Obese people dont live long enough, I dont need theories to prove my point. What I said came from a doctor who performs Bariatric surgeries and this doctor is the one who started Bariatric surgeries in India. He is a padamshree, felicitated god knows how many times for his achievements, go to his clinic and he has more thn a thousand awards displayed.

I dont see a point why you have to argue on everything and anything. Dont read between lines my friend, accept the truth, Obese people dont live long, and if they live long enough, they are almost always bed ridden. They have heart-stroke at an early age followed by their joints giving up and what not. I was morbidly obese and no one would understand it better thn me. I am down 60 kgs and have a BMI of 29 now. Still obese but nothing that I can not control.

It is easier for people to say things when they have not faced it, but when one faces it, only then he can tell what it is like to be there. 

And mind it, obesity is not always because of genes and hormones, I got all tests done, everything possible to check if it was my hormones working against me, but no. Those who gain weight because of hyperactive hormones, their weight can be controlled by medicines. But in most cases your BMR is low and you need less food thn what your body burns. Its a simple negative calorie balance that makes one loose weight but when you have so much of it stored in your body, a burger can be lethal. 

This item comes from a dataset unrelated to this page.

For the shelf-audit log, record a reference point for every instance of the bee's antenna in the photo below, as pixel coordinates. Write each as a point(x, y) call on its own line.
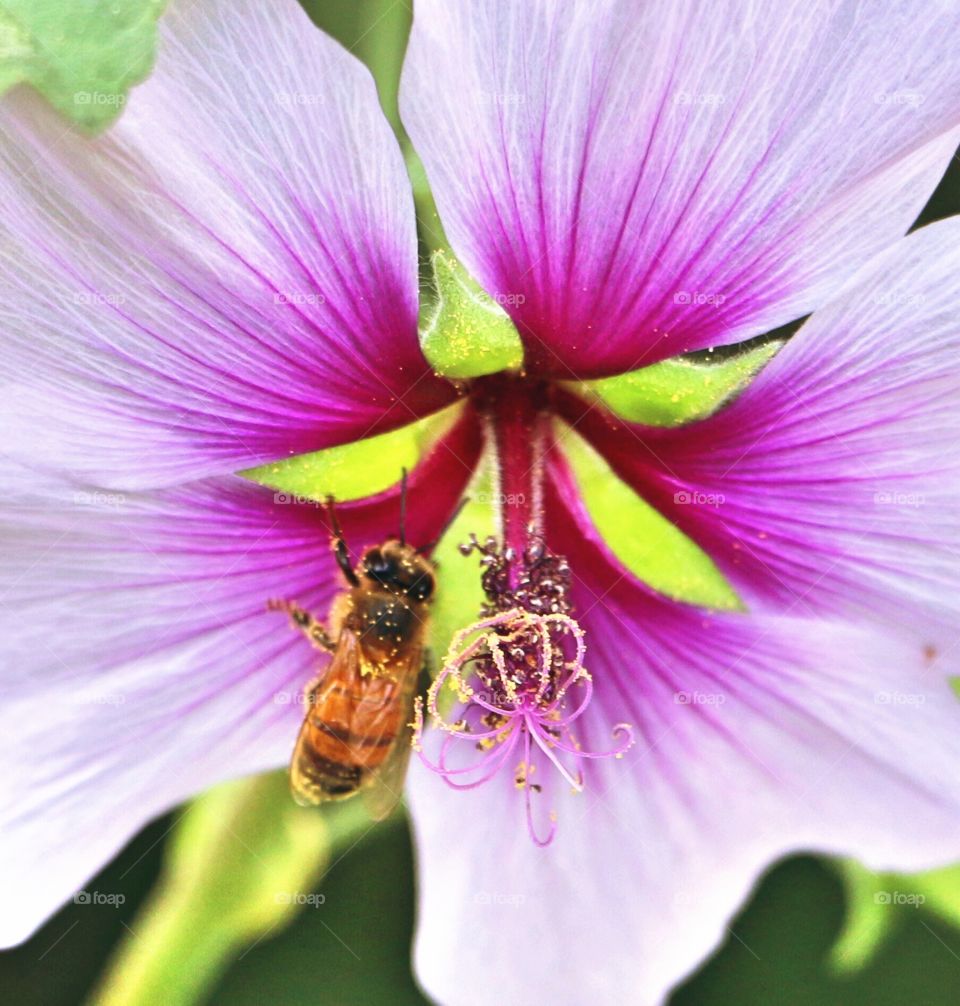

I got Bariatric surgery done, in two years I lost all the extra weight, ok not all but more thn 70% of the excess weight and mind it, not by taking any hormone controlling tabs but by eating 1/4th of what I used to. You will hear a lot of obese people saying, Oh I eat so little, much less thn what my partner (or whoever) eats, what they dont understand is, every body is different.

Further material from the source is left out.